Electric cars take toxic rare earth minerals to work, but you can convert your current car to methane which makes a lot more sense then taking the whole US auto and truck fleet and replacing it with electric vehicles. The main problems with methane cars is where to fuel them and EPA restrictions, both of which are simple to sort out, my local public transit system uses methane powered buses. As the conversions get more common it will get cheaper.

https://www.popularmechanics.com/cars/how-to/a7487/should-you-convert-your-car-to-natural-gas/

Biogas should be one of the go to technologies for dealing with wastes, and creating sustainable energy independence. There is already infrastructure in place to handle moving refined Biogas with existing natural gas lines. Biogas is pretty good and workable as it is, and could be even better with continuing development and investment.

Another energy source that is overlooked is a Trompe, this is a proven technology that is water powered and emissions free. Currently it's mostly used in the mining industry, and not used enough there.

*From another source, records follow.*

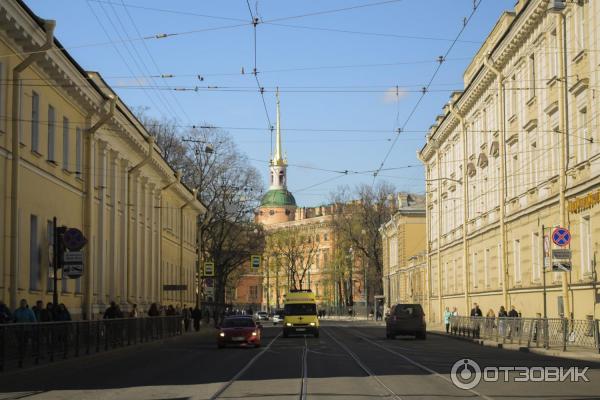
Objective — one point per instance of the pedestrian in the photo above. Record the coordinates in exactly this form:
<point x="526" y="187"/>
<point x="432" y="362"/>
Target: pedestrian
<point x="5" y="314"/>
<point x="502" y="315"/>
<point x="153" y="311"/>
<point x="187" y="315"/>
<point x="196" y="316"/>
<point x="63" y="314"/>
<point x="447" y="315"/>
<point x="112" y="311"/>
<point x="23" y="313"/>
<point x="514" y="322"/>
<point x="134" y="312"/>
<point x="42" y="314"/>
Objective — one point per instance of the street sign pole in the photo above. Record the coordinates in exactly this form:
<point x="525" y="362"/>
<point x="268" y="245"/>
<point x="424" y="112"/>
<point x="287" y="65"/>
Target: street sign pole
<point x="55" y="261"/>
<point x="544" y="269"/>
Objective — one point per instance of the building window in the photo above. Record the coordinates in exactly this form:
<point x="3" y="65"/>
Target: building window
<point x="2" y="99"/>
<point x="78" y="154"/>
<point x="65" y="143"/>
<point x="51" y="133"/>
<point x="532" y="76"/>
<point x="580" y="25"/>
<point x="486" y="268"/>
<point x="34" y="254"/>
<point x="35" y="122"/>
<point x="474" y="278"/>
<point x="584" y="135"/>
<point x="536" y="256"/>
<point x="50" y="238"/>
<point x="499" y="263"/>
<point x="586" y="245"/>
<point x="517" y="260"/>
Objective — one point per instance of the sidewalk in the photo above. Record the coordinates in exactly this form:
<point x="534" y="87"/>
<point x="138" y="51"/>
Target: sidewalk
<point x="581" y="354"/>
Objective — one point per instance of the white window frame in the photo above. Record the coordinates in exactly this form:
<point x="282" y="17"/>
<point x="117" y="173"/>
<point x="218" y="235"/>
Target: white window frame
<point x="517" y="261"/>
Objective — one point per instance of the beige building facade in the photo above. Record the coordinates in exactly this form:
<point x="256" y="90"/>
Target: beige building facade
<point x="404" y="242"/>
<point x="513" y="156"/>
<point x="70" y="149"/>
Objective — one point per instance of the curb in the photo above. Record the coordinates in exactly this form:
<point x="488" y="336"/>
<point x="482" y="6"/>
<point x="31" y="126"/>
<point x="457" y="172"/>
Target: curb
<point x="589" y="357"/>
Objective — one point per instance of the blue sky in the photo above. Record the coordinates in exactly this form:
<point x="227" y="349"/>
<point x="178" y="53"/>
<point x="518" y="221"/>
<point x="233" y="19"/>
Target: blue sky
<point x="339" y="105"/>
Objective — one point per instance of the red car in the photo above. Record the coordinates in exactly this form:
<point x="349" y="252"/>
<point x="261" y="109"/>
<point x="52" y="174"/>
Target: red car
<point x="240" y="331"/>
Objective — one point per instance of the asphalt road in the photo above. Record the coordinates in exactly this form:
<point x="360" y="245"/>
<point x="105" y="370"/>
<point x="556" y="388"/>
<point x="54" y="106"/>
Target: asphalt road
<point x="348" y="361"/>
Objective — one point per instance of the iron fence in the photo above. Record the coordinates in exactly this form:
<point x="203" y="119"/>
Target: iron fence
<point x="530" y="332"/>
<point x="23" y="345"/>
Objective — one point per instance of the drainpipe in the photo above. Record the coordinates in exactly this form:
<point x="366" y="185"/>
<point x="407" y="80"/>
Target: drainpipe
<point x="160" y="231"/>
<point x="501" y="117"/>
<point x="465" y="185"/>
<point x="181" y="241"/>
<point x="131" y="171"/>
<point x="37" y="55"/>
<point x="563" y="98"/>
<point x="89" y="205"/>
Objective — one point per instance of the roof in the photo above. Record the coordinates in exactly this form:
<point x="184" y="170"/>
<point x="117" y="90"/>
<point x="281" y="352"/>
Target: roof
<point x="278" y="198"/>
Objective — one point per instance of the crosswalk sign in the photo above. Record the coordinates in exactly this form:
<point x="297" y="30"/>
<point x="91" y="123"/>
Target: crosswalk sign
<point x="255" y="262"/>
<point x="209" y="269"/>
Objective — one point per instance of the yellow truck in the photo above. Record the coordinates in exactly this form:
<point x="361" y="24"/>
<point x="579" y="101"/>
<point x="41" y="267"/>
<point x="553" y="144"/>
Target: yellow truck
<point x="300" y="313"/>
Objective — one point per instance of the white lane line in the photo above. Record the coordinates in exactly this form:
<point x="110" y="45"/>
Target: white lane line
<point x="417" y="364"/>
<point x="304" y="384"/>
<point x="226" y="385"/>
<point x="393" y="395"/>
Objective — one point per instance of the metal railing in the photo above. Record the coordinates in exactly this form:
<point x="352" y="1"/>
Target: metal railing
<point x="23" y="345"/>
<point x="531" y="332"/>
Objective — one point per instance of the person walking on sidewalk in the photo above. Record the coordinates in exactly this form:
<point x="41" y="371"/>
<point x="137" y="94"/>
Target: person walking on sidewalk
<point x="447" y="315"/>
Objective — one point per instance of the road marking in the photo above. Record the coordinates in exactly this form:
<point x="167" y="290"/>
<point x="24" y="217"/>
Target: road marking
<point x="226" y="385"/>
<point x="417" y="364"/>
<point x="304" y="384"/>
<point x="361" y="365"/>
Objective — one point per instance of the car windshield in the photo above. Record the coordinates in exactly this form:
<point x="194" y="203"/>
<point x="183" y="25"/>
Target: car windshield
<point x="238" y="323"/>
<point x="408" y="310"/>
<point x="300" y="309"/>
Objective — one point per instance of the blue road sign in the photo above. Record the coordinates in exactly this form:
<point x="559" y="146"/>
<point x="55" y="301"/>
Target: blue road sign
<point x="561" y="236"/>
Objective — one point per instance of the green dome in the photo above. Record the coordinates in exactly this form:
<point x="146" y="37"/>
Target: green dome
<point x="278" y="198"/>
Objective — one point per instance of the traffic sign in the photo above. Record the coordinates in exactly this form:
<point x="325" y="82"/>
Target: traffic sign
<point x="561" y="236"/>
<point x="561" y="266"/>
<point x="72" y="257"/>
<point x="73" y="271"/>
<point x="255" y="262"/>
<point x="561" y="254"/>
<point x="209" y="269"/>
<point x="73" y="239"/>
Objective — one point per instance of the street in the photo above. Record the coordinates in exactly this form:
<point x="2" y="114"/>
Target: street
<point x="350" y="360"/>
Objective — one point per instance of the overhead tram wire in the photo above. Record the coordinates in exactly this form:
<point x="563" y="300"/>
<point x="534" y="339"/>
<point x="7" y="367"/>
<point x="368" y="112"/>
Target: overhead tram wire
<point x="261" y="89"/>
<point x="153" y="60"/>
<point x="121" y="55"/>
<point x="141" y="65"/>
<point x="426" y="88"/>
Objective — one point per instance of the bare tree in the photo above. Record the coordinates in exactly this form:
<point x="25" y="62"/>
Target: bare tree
<point x="358" y="215"/>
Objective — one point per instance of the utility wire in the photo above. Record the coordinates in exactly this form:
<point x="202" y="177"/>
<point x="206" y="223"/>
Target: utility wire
<point x="426" y="88"/>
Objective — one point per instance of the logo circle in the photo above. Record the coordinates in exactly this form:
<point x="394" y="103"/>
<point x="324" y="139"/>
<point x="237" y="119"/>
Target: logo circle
<point x="465" y="374"/>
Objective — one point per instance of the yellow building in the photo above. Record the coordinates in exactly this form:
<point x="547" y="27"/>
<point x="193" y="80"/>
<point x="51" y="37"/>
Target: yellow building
<point x="70" y="149"/>
<point x="515" y="152"/>
<point x="404" y="241"/>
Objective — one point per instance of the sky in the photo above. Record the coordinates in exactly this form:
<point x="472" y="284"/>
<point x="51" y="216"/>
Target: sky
<point x="350" y="74"/>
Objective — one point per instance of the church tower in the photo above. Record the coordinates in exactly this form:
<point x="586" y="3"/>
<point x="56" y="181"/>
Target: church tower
<point x="278" y="204"/>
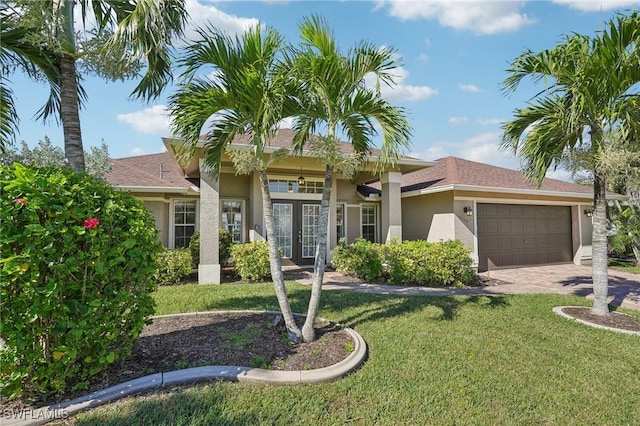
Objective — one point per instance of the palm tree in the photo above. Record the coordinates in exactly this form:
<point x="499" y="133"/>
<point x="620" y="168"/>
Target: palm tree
<point x="334" y="98"/>
<point x="16" y="51"/>
<point x="246" y="92"/>
<point x="132" y="31"/>
<point x="590" y="90"/>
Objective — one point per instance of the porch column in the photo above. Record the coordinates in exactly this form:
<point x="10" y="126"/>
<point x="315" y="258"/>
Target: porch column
<point x="209" y="267"/>
<point x="391" y="207"/>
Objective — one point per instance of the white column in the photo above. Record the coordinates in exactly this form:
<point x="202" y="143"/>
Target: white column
<point x="209" y="267"/>
<point x="391" y="206"/>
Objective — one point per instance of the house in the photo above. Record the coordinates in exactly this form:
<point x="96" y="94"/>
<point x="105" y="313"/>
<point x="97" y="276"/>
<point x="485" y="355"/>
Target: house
<point x="502" y="218"/>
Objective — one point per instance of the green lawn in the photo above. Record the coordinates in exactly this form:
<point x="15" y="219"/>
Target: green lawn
<point x="432" y="360"/>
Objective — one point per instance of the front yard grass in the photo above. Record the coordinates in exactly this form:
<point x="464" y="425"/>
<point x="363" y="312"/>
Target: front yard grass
<point x="432" y="360"/>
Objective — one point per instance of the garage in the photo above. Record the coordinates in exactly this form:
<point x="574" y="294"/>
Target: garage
<point x="512" y="235"/>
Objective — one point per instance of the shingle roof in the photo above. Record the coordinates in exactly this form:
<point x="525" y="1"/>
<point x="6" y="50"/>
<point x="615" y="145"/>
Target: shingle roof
<point x="153" y="170"/>
<point x="456" y="171"/>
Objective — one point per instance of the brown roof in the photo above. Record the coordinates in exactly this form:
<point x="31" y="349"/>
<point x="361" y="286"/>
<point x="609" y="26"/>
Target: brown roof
<point x="153" y="170"/>
<point x="456" y="171"/>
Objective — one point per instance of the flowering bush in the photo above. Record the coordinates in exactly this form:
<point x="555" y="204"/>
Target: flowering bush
<point x="77" y="261"/>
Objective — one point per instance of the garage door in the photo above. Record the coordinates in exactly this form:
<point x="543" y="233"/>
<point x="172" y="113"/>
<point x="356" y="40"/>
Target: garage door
<point x="519" y="235"/>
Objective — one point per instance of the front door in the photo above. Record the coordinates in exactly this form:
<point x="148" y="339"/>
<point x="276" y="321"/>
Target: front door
<point x="296" y="229"/>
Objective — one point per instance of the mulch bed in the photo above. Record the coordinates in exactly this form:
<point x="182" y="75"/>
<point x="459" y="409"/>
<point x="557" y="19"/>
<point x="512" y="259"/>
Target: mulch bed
<point x="244" y="339"/>
<point x="613" y="319"/>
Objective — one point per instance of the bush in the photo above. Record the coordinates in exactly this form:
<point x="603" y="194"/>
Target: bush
<point x="225" y="244"/>
<point x="251" y="260"/>
<point x="407" y="263"/>
<point x="173" y="265"/>
<point x="361" y="259"/>
<point x="77" y="265"/>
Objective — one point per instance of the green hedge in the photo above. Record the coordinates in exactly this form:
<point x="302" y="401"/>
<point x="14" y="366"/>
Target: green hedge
<point x="408" y="263"/>
<point x="224" y="245"/>
<point x="251" y="260"/>
<point x="173" y="265"/>
<point x="77" y="265"/>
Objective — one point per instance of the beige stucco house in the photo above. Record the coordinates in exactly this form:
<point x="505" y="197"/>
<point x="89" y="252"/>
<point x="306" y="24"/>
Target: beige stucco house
<point x="503" y="219"/>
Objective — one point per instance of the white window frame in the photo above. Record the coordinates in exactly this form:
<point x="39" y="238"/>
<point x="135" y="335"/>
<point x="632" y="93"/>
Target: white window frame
<point x="375" y="219"/>
<point x="243" y="211"/>
<point x="172" y="219"/>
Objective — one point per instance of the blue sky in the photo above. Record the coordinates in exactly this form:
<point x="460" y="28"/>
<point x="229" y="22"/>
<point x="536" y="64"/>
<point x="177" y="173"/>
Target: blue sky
<point x="453" y="54"/>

https://en.wikipedia.org/wiki/Trompe

Anonymous said...

"Over-population, our Lords and Masters say, is another cause of our misery. They mean by this, that the resources of the country are inadequate to its population. We must prove the contrary, and during a holiday take a census of the people, and a measurement of the land, and see upon calculation, whether it be not an unequal distribution, and a bad management of the land, that make our Lords and Masters say, that there are too many of us." - William Benbow, 1832.

John Boyd Orr, former director of the Food and Agriculture Organisation, was candid in stating: ‘a world of peace and friendship, a world with the plenty which modern science had made possible was a great ideal. But those in power had no patience with such an ideal. They said it was not practical politics’ (Daily Herald, 29 July 1948).

'Hunger is caused by poverty and inequality, not scarcity. For the past two decades, the rate of global food production has increased faster than the rate of global population growth' (Eric Holt-Gimenez, Executive Director of Food First, huffpost.com, 5/02/2012).